Il essaya de lui glisser une pièce d’or dans la main ; mais elle la refusa, et dans le léger débat qui s’ensuivit, la pièce tomba sur le sol.

« Votre or m’est inutile, lui dit-elle ; gardez-le, peut-être en aurez-vous besoin. Mais laissez-la un instant par terre, » ajouta-t-elle, s’apercevant qu’il se baissait pour la ramasser ; « car, croyez-moi, cette pièce d’or est l’emblème de celle que vous aimez. Lucy est précieuse, j’en conviens ; mais il faudra que vous vous abaissiez pour l’obtenir. Quant à moi, je m’inquiète aussi peu des biens que des passions terrestres, et la meilleure nouvelle pour moi sera d’apprendre qu’Edgard de Ravenswood est à cent milles du château de ses ancêtres, et qu’il a pris la ferme résolution de n’y jamais revenir. — Alix, » ajouta Edgard, qui commençait à croire que l’effroi de la vieille aveugle lui était inspiré par quelque motif secret plutôt que par les remarques qu’elle avait pu faire durant cette courte visite, « j’ai toujours entendu ma mère vanter votre bon sens, votre perspicacité et votre fidélité ; vous êtes trop éclairée pour vous effrayer d’une ombre, ou pour redouter de vieilles prédictions, comme Caleb Balderstone. Dites-moi clairement où est le danger, si vous en connaissez un qui m’attende : si je me connais moi-même, je n’ai sur miss Ashton aucune des vues que vous m’imputez. J’ai des affaires essentielles à régler avec sir William ; aussitôt qu’elles seront terminées, je pars ; croyez bien que ce lieu m’offre des souvenirs trop affligeants pour que j’aie plus de désir d’y revenir que vous n’en avez de m’y revoir. »
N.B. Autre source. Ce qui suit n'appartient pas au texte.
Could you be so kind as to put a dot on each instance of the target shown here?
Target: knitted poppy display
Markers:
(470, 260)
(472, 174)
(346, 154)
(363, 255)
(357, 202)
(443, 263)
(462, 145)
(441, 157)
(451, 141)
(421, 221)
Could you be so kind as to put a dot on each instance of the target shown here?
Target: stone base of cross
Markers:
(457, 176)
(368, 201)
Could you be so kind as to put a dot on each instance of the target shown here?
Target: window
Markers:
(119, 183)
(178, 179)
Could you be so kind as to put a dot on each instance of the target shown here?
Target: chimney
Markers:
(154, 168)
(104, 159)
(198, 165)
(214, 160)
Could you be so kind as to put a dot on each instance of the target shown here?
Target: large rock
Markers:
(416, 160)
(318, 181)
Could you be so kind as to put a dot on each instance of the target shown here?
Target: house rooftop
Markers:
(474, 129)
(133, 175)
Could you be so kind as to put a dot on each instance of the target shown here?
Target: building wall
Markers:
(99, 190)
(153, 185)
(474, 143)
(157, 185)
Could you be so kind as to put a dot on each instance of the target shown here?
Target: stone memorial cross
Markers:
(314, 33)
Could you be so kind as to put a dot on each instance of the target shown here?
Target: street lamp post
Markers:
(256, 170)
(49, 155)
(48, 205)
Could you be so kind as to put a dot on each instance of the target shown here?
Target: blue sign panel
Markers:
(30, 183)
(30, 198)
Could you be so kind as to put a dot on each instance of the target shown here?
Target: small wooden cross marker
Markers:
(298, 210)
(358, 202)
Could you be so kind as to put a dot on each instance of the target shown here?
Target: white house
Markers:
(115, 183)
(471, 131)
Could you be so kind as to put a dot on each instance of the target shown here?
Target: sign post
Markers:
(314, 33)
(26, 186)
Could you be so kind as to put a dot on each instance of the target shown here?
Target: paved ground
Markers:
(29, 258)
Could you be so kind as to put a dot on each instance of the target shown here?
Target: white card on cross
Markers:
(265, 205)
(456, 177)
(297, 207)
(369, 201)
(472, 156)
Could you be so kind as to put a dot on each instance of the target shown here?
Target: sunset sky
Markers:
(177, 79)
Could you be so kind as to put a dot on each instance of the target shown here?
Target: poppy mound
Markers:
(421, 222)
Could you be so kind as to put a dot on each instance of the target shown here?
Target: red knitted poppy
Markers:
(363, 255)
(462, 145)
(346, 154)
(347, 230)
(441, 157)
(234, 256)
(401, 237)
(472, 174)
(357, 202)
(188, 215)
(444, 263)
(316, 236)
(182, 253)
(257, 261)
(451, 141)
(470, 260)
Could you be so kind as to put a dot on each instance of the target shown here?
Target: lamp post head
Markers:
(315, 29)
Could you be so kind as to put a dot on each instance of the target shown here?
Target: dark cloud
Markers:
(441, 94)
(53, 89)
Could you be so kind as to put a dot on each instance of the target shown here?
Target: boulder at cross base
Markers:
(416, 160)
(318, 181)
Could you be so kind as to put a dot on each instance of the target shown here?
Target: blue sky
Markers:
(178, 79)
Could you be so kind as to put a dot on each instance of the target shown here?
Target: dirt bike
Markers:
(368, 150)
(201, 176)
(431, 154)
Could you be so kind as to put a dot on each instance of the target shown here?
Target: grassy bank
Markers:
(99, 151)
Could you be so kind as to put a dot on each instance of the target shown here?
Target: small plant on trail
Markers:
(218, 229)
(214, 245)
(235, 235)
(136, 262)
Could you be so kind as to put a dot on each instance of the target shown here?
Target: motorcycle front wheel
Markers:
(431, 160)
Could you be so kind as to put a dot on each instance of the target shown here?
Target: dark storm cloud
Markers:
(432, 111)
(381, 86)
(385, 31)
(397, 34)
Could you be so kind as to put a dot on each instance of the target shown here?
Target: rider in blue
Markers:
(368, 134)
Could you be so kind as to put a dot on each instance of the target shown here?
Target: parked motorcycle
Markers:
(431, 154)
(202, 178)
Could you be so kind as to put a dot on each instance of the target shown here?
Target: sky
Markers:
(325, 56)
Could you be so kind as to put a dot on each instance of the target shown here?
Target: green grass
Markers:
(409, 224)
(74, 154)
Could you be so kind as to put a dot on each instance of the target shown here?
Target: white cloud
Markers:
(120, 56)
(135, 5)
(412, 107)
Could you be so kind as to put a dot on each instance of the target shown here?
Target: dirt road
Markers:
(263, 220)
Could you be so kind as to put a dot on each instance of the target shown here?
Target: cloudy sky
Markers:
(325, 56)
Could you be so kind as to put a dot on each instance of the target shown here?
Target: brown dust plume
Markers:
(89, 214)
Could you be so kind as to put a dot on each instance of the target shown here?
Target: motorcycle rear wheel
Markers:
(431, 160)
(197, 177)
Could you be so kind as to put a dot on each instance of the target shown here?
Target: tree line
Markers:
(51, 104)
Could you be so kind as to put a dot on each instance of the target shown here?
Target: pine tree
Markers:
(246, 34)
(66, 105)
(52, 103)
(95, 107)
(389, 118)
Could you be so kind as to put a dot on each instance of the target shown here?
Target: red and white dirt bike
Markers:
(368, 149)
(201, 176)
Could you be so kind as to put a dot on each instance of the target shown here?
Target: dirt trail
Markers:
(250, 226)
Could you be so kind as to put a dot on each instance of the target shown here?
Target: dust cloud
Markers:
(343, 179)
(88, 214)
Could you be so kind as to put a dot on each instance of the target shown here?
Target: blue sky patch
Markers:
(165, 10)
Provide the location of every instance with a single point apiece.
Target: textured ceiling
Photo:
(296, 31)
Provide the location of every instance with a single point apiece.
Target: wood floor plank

Alix baissa vers la terre ses yeux éteints, et parut réfléchir profondément. » Je vous dirai la vérité, » reprit-elle enfin en relevant la tête ; « je vous dirai la cause de mes craintes, ma franchise dût-elle produire autant de mal que mon intention est de causer de bien. Lucy Ashton vous aime, lord de Ravenswood. — Cela est impossible ! — Mille circonstances me l’ont prouvé : toutes ses pensées n’ont eu que vous pour objet depuis le jour où vous lui avez sauvé la vie ; ses discours l’ont révélé à mon expérience. Maintenant que je vous l’ai dit, si vous êtes un vrai gentilhomme et le fils de votre père, ce sera pour vous un motif de la fuir : sa passion s’éteindra, comme une lampe, faute d’aliment. Mais si vous restez, sa perte ou la vôtre, celle de tous deux peut-être, sera inévitable. Je vous fais cette révélation malgré moi ; mais un tel amour n’aurait pas échappé long-temps à votre pénétration, et j’aime mieux que vous l’appreniez de moi. Partez, Maître de Ravenswood, vous avez mon secret. Si vous restez une heure sous le toit de sir William Ashton sans avoir l’intention d’épouser sa fille, vous êtes un homme sans honneur ; si votre projet est de vous allier avec lui, vous êtes un insensé qui se perd lui-même. » En disant ces mots, la vieille aveugle se leva, prit son bâton, et d’un pas chancelant gagna sa chaumière, y entra, en ferma la porte, abandonnant Ravenswood à ses réflexions.